Store at -20ºC, valid for one year. Azide 647 and Hoechst 33342 must be stored protected from light.

Precautions

• When preparing the Click Additive solution, properly aliquot and freeze. If a white precipitate forms after dissolving, invert the container several times until fully dissolved before use. If the solution turns brown, the component has become ineffective and should be discarded.
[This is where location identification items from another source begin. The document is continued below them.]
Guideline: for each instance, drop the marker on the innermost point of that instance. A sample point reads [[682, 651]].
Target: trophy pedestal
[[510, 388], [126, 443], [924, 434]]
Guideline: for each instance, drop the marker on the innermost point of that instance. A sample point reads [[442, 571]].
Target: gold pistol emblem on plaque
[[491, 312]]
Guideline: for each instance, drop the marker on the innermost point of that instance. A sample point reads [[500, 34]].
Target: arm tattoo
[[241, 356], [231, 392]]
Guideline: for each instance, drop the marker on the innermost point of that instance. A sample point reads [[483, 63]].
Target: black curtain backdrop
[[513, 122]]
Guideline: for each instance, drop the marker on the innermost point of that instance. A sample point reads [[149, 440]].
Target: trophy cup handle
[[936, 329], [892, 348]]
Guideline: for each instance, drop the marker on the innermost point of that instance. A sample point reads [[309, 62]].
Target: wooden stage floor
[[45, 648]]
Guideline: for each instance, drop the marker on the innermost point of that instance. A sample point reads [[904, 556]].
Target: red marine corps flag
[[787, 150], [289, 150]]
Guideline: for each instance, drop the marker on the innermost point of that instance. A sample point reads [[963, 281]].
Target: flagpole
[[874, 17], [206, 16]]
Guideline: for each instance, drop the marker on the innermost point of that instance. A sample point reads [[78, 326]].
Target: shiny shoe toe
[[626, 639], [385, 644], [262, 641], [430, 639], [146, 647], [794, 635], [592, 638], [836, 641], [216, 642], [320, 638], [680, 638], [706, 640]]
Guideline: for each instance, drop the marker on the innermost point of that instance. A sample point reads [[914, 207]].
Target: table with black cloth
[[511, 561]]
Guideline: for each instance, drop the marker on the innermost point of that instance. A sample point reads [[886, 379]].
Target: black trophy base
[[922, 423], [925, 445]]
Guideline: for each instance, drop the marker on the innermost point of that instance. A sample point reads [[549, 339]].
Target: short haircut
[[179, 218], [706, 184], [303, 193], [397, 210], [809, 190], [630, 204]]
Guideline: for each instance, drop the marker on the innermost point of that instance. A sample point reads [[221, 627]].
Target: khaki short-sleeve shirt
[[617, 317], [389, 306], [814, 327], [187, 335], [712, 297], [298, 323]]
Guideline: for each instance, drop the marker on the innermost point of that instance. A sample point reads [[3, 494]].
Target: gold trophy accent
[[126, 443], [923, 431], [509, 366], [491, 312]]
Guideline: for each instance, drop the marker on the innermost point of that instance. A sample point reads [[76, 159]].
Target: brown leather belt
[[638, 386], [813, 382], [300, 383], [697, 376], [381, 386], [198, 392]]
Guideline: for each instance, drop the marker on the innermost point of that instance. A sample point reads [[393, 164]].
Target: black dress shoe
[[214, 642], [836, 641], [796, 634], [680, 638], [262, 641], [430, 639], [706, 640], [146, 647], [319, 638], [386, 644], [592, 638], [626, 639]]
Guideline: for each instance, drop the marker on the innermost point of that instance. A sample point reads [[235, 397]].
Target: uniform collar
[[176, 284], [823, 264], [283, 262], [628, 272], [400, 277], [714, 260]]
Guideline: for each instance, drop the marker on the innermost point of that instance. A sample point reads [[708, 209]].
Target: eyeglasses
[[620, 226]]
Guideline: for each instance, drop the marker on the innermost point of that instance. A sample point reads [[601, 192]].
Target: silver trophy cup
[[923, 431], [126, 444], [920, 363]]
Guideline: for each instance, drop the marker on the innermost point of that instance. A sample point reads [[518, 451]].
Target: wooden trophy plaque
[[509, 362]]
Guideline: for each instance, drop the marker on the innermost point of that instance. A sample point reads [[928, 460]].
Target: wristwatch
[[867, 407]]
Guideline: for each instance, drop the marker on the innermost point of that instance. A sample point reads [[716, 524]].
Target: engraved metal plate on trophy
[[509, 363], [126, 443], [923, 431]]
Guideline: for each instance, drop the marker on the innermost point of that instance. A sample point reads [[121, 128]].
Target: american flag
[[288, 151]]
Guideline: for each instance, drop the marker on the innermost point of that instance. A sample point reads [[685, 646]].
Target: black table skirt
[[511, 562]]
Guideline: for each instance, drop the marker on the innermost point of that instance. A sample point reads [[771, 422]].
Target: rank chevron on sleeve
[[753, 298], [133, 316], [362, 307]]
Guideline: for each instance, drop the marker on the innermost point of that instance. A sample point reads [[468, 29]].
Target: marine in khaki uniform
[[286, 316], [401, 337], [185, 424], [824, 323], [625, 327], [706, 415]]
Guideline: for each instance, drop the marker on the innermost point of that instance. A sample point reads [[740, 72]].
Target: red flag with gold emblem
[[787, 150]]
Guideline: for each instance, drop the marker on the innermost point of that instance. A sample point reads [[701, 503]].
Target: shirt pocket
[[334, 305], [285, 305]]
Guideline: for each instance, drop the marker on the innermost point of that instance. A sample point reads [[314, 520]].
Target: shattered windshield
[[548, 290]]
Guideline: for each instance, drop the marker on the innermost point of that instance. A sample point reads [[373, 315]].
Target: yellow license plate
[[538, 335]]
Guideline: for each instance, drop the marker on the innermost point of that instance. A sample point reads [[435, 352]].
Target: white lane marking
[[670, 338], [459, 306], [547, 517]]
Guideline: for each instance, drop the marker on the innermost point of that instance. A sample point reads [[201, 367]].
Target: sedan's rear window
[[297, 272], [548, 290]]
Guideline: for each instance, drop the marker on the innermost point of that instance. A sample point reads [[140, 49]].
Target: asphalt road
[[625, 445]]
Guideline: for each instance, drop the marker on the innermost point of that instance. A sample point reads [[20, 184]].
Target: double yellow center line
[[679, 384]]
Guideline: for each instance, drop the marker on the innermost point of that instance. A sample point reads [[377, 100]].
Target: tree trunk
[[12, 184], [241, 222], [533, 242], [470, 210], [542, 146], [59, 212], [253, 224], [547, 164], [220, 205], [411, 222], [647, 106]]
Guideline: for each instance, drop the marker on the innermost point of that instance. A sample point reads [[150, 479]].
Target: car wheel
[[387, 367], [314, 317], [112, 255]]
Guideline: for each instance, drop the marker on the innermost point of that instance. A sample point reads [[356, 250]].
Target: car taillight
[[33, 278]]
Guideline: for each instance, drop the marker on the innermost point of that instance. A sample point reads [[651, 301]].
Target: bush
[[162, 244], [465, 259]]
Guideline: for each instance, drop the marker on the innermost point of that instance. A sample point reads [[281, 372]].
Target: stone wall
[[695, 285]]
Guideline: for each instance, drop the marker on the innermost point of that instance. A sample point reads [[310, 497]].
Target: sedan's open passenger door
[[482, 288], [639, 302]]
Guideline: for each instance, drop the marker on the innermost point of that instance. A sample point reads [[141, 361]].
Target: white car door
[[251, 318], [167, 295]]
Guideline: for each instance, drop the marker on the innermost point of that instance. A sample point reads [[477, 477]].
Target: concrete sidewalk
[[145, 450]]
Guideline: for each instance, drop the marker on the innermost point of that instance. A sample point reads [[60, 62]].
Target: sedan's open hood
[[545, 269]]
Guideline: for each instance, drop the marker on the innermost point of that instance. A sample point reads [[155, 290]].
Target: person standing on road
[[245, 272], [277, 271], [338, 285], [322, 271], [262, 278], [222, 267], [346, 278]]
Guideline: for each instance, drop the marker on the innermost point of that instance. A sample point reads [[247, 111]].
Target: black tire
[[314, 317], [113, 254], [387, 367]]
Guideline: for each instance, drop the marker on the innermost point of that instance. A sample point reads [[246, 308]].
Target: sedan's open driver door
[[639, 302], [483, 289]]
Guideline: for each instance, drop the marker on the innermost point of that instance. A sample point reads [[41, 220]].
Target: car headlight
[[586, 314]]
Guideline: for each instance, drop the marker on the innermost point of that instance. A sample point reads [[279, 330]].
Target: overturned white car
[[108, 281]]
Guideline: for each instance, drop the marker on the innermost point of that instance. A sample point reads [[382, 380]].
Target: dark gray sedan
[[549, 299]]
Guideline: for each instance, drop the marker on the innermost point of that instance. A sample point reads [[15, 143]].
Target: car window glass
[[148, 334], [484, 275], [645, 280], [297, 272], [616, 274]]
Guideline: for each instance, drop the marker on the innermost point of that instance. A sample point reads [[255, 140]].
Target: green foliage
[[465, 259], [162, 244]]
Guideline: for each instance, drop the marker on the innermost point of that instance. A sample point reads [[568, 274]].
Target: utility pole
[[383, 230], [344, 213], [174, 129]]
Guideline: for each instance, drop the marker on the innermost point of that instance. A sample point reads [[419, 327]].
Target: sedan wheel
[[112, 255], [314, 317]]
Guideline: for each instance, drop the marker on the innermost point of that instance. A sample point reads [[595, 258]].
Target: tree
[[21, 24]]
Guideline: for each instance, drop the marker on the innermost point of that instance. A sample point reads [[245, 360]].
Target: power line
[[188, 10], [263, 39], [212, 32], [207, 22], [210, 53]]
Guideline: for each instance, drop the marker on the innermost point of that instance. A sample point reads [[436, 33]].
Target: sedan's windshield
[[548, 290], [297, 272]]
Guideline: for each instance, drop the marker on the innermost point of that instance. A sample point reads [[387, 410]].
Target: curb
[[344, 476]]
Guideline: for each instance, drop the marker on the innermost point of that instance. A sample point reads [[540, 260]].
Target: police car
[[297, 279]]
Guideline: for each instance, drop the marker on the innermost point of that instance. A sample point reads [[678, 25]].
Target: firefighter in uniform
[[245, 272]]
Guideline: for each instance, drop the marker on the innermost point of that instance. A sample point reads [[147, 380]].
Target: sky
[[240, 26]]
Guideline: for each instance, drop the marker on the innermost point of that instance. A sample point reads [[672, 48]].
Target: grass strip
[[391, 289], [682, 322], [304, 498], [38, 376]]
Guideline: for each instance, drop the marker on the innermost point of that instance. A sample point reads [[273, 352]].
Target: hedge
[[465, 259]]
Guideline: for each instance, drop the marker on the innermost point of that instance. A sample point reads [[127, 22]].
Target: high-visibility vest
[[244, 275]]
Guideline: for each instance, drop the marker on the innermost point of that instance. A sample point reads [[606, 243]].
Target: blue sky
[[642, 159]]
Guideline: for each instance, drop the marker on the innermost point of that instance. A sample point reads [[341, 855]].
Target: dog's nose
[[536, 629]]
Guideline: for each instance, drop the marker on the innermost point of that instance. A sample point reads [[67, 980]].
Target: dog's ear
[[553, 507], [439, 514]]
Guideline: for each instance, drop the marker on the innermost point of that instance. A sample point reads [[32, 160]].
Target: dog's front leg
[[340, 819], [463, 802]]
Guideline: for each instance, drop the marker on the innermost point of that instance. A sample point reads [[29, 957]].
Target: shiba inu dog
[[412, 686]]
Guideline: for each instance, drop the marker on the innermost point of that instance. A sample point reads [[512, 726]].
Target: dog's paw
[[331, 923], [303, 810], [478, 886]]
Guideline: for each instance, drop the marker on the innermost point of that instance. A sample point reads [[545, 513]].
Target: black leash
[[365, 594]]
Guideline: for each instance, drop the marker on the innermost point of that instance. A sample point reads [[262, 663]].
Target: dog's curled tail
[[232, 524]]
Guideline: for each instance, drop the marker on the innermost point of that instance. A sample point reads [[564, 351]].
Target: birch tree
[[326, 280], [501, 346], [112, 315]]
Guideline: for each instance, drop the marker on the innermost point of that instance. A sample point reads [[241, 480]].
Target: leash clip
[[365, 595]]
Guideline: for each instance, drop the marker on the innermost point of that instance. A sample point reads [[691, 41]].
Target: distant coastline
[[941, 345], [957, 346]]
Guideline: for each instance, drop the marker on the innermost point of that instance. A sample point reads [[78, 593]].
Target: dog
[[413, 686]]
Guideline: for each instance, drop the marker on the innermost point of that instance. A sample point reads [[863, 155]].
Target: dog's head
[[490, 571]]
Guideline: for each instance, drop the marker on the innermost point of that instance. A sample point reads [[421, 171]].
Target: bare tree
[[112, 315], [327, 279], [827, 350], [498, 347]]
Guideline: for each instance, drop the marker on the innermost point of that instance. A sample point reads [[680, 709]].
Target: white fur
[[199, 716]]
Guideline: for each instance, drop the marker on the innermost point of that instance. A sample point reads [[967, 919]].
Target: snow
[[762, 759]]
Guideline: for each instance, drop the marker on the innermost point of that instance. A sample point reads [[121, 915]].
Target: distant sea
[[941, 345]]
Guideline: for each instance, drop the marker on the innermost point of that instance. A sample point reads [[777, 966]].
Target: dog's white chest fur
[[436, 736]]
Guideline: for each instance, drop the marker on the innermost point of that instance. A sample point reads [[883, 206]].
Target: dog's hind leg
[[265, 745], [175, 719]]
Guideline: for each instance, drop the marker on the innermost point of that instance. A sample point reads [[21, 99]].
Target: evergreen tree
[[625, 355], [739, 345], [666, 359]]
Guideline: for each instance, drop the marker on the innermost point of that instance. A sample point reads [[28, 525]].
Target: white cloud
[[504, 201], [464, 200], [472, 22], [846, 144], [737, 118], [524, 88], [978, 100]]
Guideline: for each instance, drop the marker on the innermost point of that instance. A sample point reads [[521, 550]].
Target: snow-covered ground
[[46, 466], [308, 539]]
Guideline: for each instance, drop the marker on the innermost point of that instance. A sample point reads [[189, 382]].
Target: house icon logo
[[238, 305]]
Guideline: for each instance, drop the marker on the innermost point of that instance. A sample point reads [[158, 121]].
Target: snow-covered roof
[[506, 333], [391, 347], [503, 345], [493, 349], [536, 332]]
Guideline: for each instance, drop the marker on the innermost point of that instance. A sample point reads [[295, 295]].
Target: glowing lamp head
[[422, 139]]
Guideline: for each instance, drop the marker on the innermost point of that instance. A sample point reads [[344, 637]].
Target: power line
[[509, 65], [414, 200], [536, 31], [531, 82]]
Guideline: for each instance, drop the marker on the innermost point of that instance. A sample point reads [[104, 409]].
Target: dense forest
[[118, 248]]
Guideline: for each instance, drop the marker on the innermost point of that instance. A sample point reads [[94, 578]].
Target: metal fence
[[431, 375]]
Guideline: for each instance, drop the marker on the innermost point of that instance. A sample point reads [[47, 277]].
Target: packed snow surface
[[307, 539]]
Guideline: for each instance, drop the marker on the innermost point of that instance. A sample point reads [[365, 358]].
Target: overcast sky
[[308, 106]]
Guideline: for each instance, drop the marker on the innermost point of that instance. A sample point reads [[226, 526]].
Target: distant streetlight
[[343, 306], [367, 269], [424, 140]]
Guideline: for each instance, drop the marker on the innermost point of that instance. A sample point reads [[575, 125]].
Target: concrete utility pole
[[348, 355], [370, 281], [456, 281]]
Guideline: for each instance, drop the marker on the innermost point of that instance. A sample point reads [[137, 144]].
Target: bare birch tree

• If you need to use anisomycin as a control, you can order Anisomycin (JNK Activator).
• If you need more HPG, you can order L-Homopropargylglycine (HPG) (≥98%, BioReagent).
• Culture media and serum containing methionine will competitively affect the incorporation of HPG, thus influencing fluorescence intensity. It is recommended to use DMEM high glucose medium (without methionine) or RPMI 1640 medium (without methionine).
• As endogenous methionine cannot be removed from animal tissues, this kit is not recommended for detecting animal tissue samples.
• Since this product requires copper ion catalysis for the click reaction, please note the following compatibility issues and solutions. This product is fully compatible with organic dyes such as the Alexa Fluor® series, standard dyes, and Fluorescein (FITC), Allophycocyanin (APC), and APC-e-tandem dyes. For Qdot® nanocrystal probes, Horseradish peroxidase (HRP), R-phycoerythrin (R-PE), and R-PE-tandem dyes such as Alexa Fluor® 680-R-PE, reactions and detection should be carried out after the click reaction is complete. This product will affect the fluorescence of GFP, RFP, mCherry, and other fluorescent proteins. For fluorescent proteins such as Green Fluorescent Protein (GFP), TC-FlAsH™, and TC-ReAsH™ reagents, reactions and detection should be done before the click reaction. Since Phalloidin (Phallotoxin) is not compatible with the click reaction, it is recommended to use Tubulin-Tracker Red (Antibody-based Microtubule Red Fluorescent Probe) for cell microtubule detection.
• This product is for scientific research by professionals only and is not to be used for clinical diagnosis or treatment, food, or drugs. Do not store in a residential area.
• For your safety and health, wear a lab coat and disposable gloves during operation.